Even D&D seemed to agree that there are some things they would like to have done differently. "Really the only people who are to blame are us – and I sure as hell don't want to blame us." Conversely, producers on the show made spirited defenses, saying that they have no regrets, and that the season was the best work they'd ever done, making a few snarky remarks about armchair writers. George Martin aired some soft-ball grievances: “The [final] series has been... not completely faithful... otherwise, it would have to run another five seasons.”
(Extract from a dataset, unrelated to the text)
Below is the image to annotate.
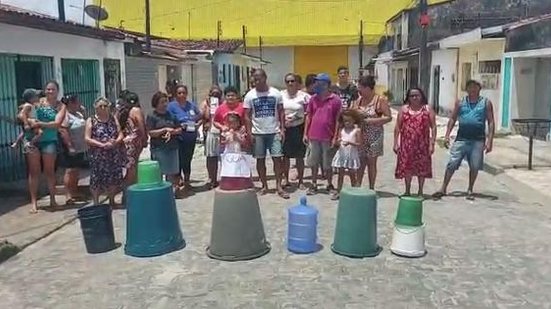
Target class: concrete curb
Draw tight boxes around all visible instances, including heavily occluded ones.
[0,198,108,264]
Coinciding with this, Gemini Man, which David had done some writing for, bombed *hard*, losing somewhere in the compass of $111.1 million. The pair stayed largely silent for a couple of months but made an appearance on a panel at the Austin Film Festival. Here, they gave a small talk including a humble look back at how ill-prepared they were to take on the show. Given the climate at the time, ex-fans seized upon the opportunity to further prove D&D's incompetence. A vocal minority of scorned viewers were out to frame them as audience poison and studios. The effort was hilariously futile.

A few months earlier, D&D had been scooped up by Netflix for a reported $200 million. They're first collaboration, The Chair, will be premiering soon, though D&D are only producers. For their first writing/directing gig, the pair have turned to the massively ambitious Chinese sci-fi novel series The Three-Body Problem. For writers who admit to struggling with the scope of George .R.R. Martin's novels, this is a very daunting choice to assume, "taking readers on a journey from the 1960s until the end of time, from life on our pale blue dot to the distant fringes of the universe". With their passion reignited, there's a good chance The Three-Body Problem will be just as refreshing to its creators as it could be to audiences.

As for Game of Thrones properties in the wake of D&D-day, a prequel is on the way; House of Dragon. This new series is set 300 years before the events of the show proper, an adaptation of Martin's Fire & Blood, following a civil war involving House Targaryen. It's been made clear that D&D are "entirely hands off" for this project. George Martin has also provided updates acknowledging that out of the five Game of Thrones prequels fans had to look forward to, one has been cancelled already, with only a pilot to its name, three others remain in “active development” and a few more are being planned. House of Dragon is currently filming in the UK, but the question remains; have audiences moved on, or are they waiting eagerly for a return to form for the world of Game of Thrones?